Smartphone als Gedächtnisstütze

Wie Fotos und Screenshots die Erinnerung schwächen können


03.09.2026 – 15:51 UhrLesedauer: 3 Min.

Mann mit Smartphone (Symbolbild): Das Handy ist für viele Menschen ein digitaler Speicher für Informationen. (Quelle: Milan Markovic/getty-images-bilder)

Wer Wichtiges per Foto oder Screenshot sichert, merkt es sich womöglich schlechter. Eine neue Studie erklärt, wie es dazu kommen kann.

Viele Menschen fotografieren Informationen oder machen Screenshots davon, um sich später daran zu erinnern – das Smartphone dient nicht selten als digitales Gedächtnis. Doch wer Erlebtes oder Gesehenes so festhält, merkt es sich offenbar schlechter, wie eine kürzlich in der Fachzeitschrift „Memory & Cognition“ veröffentlichte Forschungsarbeit zeigt.

Sieben Experimente mit überraschendem Ergebnis

Für die Studie haben Forscher der Binghamton University das Phänomen in sieben Experimenten untersucht. Insgesamt nahmen 892 junge Erwachsene im Alter von 17 bis 27 Jahren daran teil. Sie sahen sich auf ihrem Smartphone Kunstbilder (wie Fotografien, Gemälde und Skizzen) an. Manche sollten sie nur betrachten, andere per Screenshot speichern. Anschließend wurde geprüft, woran sie sich erinnern konnten.

Das Ergebnis war eindeutig: In allen sieben Experimenten zeigte sich bei Inhalten, die per Screenshot gesichert wurden, ein deutlicher Gedächtnisnachteil. Beim Fotografieren ist dieses Phänomen schon länger bekannt und wird als „Photo-Taking-Impairment-Effect“ bezeichnet. Die aktuelle Studie weist darauf hin, dass ein ähnlicher Effekt auch bei Screenshots auftritt – die Forscher sprechen in dem Zusammenhang von „Digital-Capture-Effect“.

Das Gehirn verlässt sich auf das Gerät

Eine mögliche Erklärung für den Effekt ist, dass der Vorgang des Aufnehmens Aufmerksamkeit abzieht. Während man auf den Auslöser drückt oder einen Screenshot erstellt, stehen möglicherweise weniger geistige Ressourcen zur Verfügung, um das Gesehene im Gedächtnis zu verankern.

Die Forscher vermuten zudem ein sogenanntes kognitives Auslagern: Weil Informationen nun scheinbar sicher auf dem Smartphone gespeichert sind, müsse man sie nicht mehr selbst behalten. Interessanterweise blieb der negative Effekt sogar bestehen, wenn die Teilnehmer wussten, dass ihre Aufnahmen unmittelbar gelöscht werden würden.

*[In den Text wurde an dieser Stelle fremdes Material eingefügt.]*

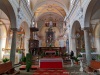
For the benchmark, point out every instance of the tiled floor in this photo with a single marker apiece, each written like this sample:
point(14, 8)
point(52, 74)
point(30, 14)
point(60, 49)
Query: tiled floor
point(72, 70)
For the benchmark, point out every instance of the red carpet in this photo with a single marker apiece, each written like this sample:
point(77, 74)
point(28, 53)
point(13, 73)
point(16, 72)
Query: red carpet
point(33, 67)
point(50, 72)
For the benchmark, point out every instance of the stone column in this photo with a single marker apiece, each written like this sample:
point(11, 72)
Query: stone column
point(13, 46)
point(26, 45)
point(87, 46)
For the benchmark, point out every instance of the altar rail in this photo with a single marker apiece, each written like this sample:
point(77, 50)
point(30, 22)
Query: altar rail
point(94, 56)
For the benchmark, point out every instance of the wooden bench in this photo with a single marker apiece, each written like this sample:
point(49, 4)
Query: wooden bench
point(33, 67)
point(6, 68)
point(94, 65)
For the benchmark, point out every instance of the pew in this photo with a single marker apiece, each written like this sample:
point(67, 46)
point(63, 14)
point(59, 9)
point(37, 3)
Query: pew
point(7, 68)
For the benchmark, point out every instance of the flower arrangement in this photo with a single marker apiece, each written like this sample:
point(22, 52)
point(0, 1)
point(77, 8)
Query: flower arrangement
point(5, 60)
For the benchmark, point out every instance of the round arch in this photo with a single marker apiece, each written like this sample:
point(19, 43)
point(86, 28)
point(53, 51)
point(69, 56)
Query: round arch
point(76, 34)
point(50, 2)
point(89, 12)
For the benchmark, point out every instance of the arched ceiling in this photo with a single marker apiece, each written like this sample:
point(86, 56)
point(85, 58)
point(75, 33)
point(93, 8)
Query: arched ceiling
point(59, 7)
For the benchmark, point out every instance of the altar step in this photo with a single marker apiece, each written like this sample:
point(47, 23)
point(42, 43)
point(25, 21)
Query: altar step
point(51, 72)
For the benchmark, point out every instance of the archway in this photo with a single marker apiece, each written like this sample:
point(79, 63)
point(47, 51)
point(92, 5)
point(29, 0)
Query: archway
point(77, 38)
point(25, 34)
point(97, 38)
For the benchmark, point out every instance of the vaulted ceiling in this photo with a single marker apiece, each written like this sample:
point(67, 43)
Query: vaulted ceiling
point(49, 8)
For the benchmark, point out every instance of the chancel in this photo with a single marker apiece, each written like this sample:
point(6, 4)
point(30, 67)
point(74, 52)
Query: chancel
point(37, 37)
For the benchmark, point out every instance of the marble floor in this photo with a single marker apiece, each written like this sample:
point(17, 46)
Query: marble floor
point(73, 70)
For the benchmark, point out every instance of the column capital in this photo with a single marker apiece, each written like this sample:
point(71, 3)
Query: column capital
point(14, 29)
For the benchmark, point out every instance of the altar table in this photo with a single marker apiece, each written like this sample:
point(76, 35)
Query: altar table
point(51, 63)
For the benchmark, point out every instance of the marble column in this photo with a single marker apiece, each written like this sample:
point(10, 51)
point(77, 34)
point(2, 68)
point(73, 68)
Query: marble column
point(87, 46)
point(26, 44)
point(13, 46)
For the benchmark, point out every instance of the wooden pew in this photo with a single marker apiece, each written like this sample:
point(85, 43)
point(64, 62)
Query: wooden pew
point(94, 65)
point(6, 68)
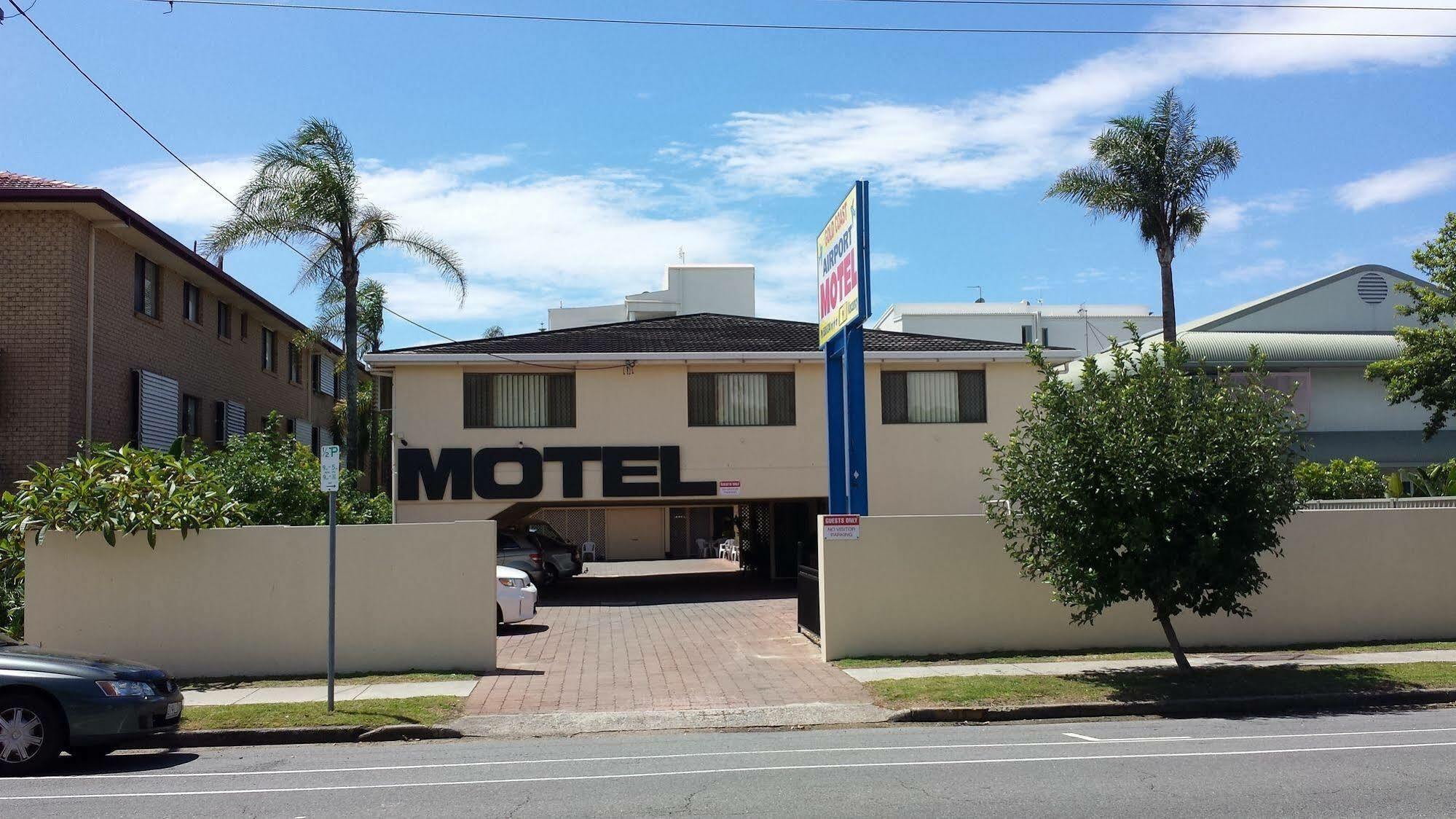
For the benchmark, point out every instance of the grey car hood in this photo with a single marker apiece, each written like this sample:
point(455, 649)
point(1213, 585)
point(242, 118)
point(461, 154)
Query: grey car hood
point(35, 659)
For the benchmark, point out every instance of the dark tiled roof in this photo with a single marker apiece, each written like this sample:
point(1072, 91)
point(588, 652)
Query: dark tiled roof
point(12, 180)
point(698, 333)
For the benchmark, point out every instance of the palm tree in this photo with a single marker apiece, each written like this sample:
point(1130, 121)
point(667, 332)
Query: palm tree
point(371, 298)
point(1155, 171)
point(329, 324)
point(306, 192)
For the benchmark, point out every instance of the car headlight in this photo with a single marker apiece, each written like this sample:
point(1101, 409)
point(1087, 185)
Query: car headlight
point(125, 689)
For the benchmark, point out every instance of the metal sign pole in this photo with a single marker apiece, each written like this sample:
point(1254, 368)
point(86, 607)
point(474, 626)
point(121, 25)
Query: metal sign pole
point(329, 483)
point(332, 533)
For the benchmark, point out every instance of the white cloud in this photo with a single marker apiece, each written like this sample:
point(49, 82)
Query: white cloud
point(996, 141)
point(1227, 216)
point(880, 263)
point(1403, 184)
point(1282, 270)
point(1269, 269)
point(527, 243)
point(170, 195)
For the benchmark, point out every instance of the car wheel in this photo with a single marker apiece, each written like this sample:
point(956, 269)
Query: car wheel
point(29, 734)
point(90, 753)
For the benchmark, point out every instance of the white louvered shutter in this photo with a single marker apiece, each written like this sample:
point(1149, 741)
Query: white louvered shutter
point(157, 410)
point(236, 418)
point(326, 375)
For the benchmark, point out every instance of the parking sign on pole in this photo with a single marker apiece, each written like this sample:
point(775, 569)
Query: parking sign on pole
point(329, 483)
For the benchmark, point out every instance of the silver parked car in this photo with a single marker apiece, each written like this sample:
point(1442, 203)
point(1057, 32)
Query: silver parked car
point(516, 552)
point(558, 560)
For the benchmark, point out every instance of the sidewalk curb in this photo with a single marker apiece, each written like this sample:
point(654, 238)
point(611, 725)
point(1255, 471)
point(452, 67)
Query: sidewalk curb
point(226, 738)
point(1209, 708)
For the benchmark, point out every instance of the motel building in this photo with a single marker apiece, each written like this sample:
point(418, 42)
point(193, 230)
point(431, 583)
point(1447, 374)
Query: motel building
point(650, 438)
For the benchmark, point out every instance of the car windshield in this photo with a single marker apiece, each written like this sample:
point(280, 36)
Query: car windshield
point(542, 528)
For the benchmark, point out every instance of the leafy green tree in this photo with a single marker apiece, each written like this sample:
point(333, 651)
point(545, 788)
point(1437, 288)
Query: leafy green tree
point(1342, 480)
point(1426, 369)
point(277, 480)
point(1154, 171)
point(329, 324)
point(111, 492)
point(1148, 479)
point(1433, 480)
point(306, 192)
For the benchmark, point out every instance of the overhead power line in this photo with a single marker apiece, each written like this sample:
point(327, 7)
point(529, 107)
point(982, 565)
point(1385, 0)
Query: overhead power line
point(1155, 5)
point(790, 27)
point(229, 200)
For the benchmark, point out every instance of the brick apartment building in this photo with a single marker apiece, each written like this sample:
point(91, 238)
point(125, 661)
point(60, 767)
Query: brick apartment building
point(112, 330)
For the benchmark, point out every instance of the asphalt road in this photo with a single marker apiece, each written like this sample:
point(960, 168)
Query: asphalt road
point(1393, 764)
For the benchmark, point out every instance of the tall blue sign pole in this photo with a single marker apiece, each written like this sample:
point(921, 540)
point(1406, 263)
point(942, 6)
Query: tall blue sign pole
point(843, 294)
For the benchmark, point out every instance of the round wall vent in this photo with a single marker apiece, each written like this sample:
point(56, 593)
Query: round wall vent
point(1374, 288)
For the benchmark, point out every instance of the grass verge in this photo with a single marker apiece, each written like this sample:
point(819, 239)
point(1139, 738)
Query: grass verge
point(1135, 654)
point(361, 678)
point(370, 713)
point(1160, 686)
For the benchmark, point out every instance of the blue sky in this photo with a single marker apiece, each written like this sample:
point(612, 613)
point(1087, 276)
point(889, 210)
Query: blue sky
point(568, 162)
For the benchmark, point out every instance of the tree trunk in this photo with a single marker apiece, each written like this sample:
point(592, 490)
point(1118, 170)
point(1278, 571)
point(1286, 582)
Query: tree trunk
point(351, 383)
point(1173, 642)
point(1165, 263)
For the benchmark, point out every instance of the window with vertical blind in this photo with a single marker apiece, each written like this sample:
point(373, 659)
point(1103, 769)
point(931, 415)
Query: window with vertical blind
point(520, 400)
point(932, 397)
point(740, 400)
point(269, 348)
point(191, 302)
point(147, 288)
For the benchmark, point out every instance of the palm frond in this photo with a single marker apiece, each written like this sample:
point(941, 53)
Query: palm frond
point(430, 251)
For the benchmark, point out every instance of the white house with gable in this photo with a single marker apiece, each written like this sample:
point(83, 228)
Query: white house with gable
point(1085, 329)
point(686, 289)
point(1318, 340)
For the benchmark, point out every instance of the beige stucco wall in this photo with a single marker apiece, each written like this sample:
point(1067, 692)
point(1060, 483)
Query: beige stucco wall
point(945, 585)
point(253, 601)
point(913, 469)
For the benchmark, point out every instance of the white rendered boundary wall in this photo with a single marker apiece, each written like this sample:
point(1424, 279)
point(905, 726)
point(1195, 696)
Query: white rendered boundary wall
point(253, 601)
point(944, 585)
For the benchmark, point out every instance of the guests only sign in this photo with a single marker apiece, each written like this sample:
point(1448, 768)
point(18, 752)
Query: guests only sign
point(839, 270)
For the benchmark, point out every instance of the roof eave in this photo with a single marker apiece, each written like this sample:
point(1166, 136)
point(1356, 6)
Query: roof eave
point(396, 359)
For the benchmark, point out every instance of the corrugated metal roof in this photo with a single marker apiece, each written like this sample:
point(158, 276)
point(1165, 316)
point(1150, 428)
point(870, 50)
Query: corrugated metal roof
point(1330, 349)
point(1282, 350)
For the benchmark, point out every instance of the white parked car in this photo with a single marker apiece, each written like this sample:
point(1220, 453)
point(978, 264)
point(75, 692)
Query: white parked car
point(514, 597)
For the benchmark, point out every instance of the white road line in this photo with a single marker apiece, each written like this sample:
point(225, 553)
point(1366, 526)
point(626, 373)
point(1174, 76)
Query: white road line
point(763, 753)
point(756, 770)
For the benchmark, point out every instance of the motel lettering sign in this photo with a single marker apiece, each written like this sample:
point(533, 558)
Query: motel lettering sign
point(626, 471)
point(839, 254)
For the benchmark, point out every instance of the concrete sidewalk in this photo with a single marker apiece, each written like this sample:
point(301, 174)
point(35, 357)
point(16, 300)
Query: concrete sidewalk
point(1058, 668)
point(320, 693)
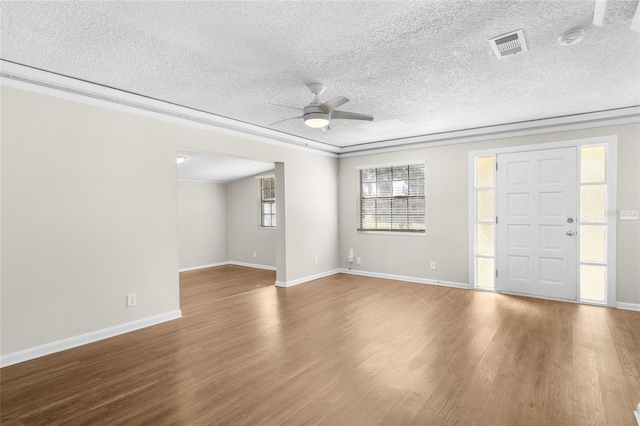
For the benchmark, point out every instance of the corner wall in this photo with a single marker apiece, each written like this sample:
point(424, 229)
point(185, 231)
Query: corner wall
point(203, 223)
point(89, 214)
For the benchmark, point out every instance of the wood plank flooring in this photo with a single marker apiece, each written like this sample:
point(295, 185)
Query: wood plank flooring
point(343, 350)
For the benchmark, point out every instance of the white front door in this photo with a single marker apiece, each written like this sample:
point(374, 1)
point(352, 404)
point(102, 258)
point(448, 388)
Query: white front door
point(536, 230)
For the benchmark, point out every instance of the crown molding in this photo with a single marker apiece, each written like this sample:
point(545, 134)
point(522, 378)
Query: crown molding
point(44, 82)
point(535, 127)
point(60, 86)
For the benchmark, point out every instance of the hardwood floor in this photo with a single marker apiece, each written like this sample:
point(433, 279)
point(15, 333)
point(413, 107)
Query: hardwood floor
point(343, 350)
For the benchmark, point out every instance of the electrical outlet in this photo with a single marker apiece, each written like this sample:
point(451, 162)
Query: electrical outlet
point(131, 300)
point(628, 214)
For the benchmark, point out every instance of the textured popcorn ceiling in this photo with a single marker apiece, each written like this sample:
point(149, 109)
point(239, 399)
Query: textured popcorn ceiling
point(211, 167)
point(419, 67)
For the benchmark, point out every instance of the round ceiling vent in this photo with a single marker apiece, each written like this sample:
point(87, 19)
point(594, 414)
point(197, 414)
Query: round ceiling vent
point(571, 37)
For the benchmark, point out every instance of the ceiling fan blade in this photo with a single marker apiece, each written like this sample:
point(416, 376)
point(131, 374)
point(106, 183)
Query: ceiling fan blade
point(338, 115)
point(329, 106)
point(286, 106)
point(286, 119)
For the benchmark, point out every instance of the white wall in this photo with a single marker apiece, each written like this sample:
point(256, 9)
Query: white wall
point(88, 216)
point(245, 234)
point(89, 213)
point(203, 223)
point(447, 237)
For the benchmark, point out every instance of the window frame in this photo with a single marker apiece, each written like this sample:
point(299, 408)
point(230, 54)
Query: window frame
point(361, 199)
point(261, 202)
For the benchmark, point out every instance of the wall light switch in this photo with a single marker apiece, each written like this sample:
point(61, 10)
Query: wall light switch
point(131, 300)
point(628, 214)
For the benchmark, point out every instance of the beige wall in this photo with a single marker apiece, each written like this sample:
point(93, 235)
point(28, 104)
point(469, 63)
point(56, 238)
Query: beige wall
point(447, 237)
point(89, 214)
point(246, 237)
point(203, 223)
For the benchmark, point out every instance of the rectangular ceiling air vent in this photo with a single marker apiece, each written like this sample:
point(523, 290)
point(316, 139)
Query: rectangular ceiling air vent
point(509, 44)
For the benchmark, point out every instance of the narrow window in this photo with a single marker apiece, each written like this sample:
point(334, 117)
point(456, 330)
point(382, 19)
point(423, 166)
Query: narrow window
point(392, 199)
point(593, 224)
point(267, 190)
point(485, 222)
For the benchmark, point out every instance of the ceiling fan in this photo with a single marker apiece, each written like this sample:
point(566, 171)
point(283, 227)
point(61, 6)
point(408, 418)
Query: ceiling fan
point(318, 115)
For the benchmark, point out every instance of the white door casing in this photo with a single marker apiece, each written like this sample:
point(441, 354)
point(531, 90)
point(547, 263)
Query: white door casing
point(537, 210)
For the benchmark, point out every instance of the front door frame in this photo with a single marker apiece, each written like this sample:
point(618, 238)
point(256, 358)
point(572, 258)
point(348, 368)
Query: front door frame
point(611, 143)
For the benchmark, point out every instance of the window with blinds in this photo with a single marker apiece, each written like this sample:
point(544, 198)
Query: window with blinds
point(267, 189)
point(392, 199)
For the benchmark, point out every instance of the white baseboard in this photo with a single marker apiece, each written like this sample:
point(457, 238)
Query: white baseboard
point(628, 306)
point(308, 278)
point(195, 268)
point(83, 339)
point(405, 278)
point(252, 265)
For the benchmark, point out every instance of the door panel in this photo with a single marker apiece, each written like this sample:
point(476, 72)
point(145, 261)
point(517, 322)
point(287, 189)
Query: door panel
point(537, 208)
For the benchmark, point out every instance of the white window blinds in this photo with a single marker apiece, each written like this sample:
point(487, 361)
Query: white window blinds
point(392, 198)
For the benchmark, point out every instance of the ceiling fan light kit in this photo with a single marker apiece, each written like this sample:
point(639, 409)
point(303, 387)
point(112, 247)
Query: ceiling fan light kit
point(316, 120)
point(318, 115)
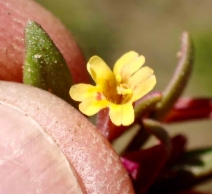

Eine weitere mögliche Erklärung: Durch das Fotografieren oder Erstellen eines Screenshots distanzieren sich Personen womöglich unbewusst ein wenig von der eigentlichen Erfahrung. Dazu passt, dass sich Teilnehmer später teils schlechter daran erinnerten, ob sie etwas fotografiert oder lediglich angesehen hatten.

Kein klarer Vorteil durch Screenshots

Die Studie prüfte auch, ob Screenshots zumindest an anderer Stelle helfen: etwa dabei, sich besser zu merken, wo eine Information gespeichert wurde, oder bei späteren Denkaufgaben (wie Rechnen oder dem Lernen weiterer Inhalte). Solche Vorteile fanden die Forscher jedoch kaum. (Nur in einem Teilversuch zeigte sich ein kleiner Nutzen, der jedoch von speziellen Bedingungen und einer großzügigen Auswertung abhing.) Auffällig war außerdem: Die Teilnehmer erinnerten sich bei Screenshots schlechter an den Kontext.

Wie Bilder trotzdem beim Erinnern helfen können

Der Befund dürfte im Alltag durchaus eine Rolle spielen – viele Menschen machen mehr Fotos, als sie tatsächlich nutzen: Schätzungen zufolge rund 20 Fotos am Tag, wobei sich auf einem durchschnittlichen Smartphone rund 2.000 Bilder befinden. Viele davon werden später kaum noch angesehen.

Fotos und Screenshots sind jedoch nicht grundsätzlich schlecht fürs Gedächtnis. Wer wenige, gezielte Aufnahmen macht und sie später bewusst wieder anschaut, kann sie als Erinnerungshilfe nutzen. Problematisch könnte dagegen sein, wenn sich unzählige Bilder und Screenshots ansammeln, die anschließend nicht mehr betrachtet werden. „Wer Bilder später nicht aktiv als Gedächtnisstütze nutzt, profitiert wahrscheinlich kaum davon“, erklärt Studienautorin Sophia Fabrizio.